そこに書かれた台詞は、砂にかき消されて見えにくい。
指先でなぞれば、砂はわずかに崩れ、文字の輪郭が現れる。
それを声にすれば、暗闇の奥に父の視線を感じる。
台詞を外せば、空気は重く沈み、砂が足首まで満ちてくる。
どこかで、心の声がする。
しかし、その声は砂が舞うなかに消えていった。

第二部 光の舞台

あるとき、砂が、ときおり無くなることに気づいた。
風が止まり、足首を締めつける感触が消える。
そのわずかな間だけ、暗闇の向こうで、かすかに父の口元が動くのが見えた気がする。
それを確かめようとすれば、再び砂が舞い、視界を曇らせた。

ある日、「この役をうまく演じていれば、この静けさに戻る」ことを知る。
もう、心の声が聞こえることはなかった。
砂風は消え、真昼の砂漠のような強い光が私を照らした。

第三部 静寂の舞台

扉が開き、舞台へ進む。
光が舞台の中央を照らしている。
そこに立てば、私が演じるすべてが、すでに用意されていることを知っている。

その光は私を包み、迷わなくてよいことを教えてくれる。
拍手の音はなかったが、その演技が悪いものではないことを、父の口元が語っていた。

そして、その静けさの中で、私は主役であることを疑わなくなった。


解説

ここでの物語は、父の条件付き愛のもとで役を与えられた娘が、それに適応していく過程を描いている。

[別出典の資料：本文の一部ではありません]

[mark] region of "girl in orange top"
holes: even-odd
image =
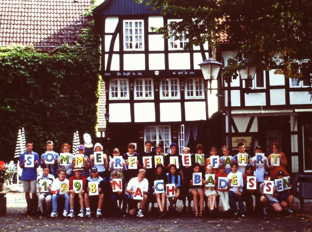
[[[286,156],[283,152],[280,152],[280,146],[276,143],[273,143],[271,145],[271,149],[273,151],[274,154],[279,154],[280,155],[280,165],[273,166],[271,164],[271,155],[268,157],[269,163],[270,164],[270,172],[271,175],[271,180],[273,180],[277,179],[277,173],[280,171],[283,171],[285,174],[285,176],[289,175],[286,171],[286,167],[287,165],[287,159]]]

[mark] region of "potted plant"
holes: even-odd
[[[5,192],[6,183],[11,180],[13,172],[5,165],[3,161],[0,160],[0,193]]]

娘は父が求める理想の演技が分からず、懸命に試行錯誤するが、なかなか答えを見つけられない。やがて父の顔色を読むことで、ついに理想の演技を見つけ出す。その安心感は、砂の消失と真昼の強い光によって表現されている。演技に自信を得た娘であったが、その瞬間、心の声は永遠に封じられ、自己を失った。

あとがき

娘が父親の望む演技を習得していく過程で、父親の感情も娘自身の感情も、まったく描かれていないことにお気づきでしょうか。娘は父親の顔色を伺うことに精一杯で、父親の感情を知ることも、知る必要もない環境で育っています。父親は娘に共感を示すことはありません。おそらく、この父親自身もNPDであり、そのように育てられたのでしょう。さらに、そうした環境の中で、娘は自分の感情も不要なものとして切り捨てていきます。こうして、娘は共感力を持たないNPDとして大人になり、主役を演じ続けることになるのです。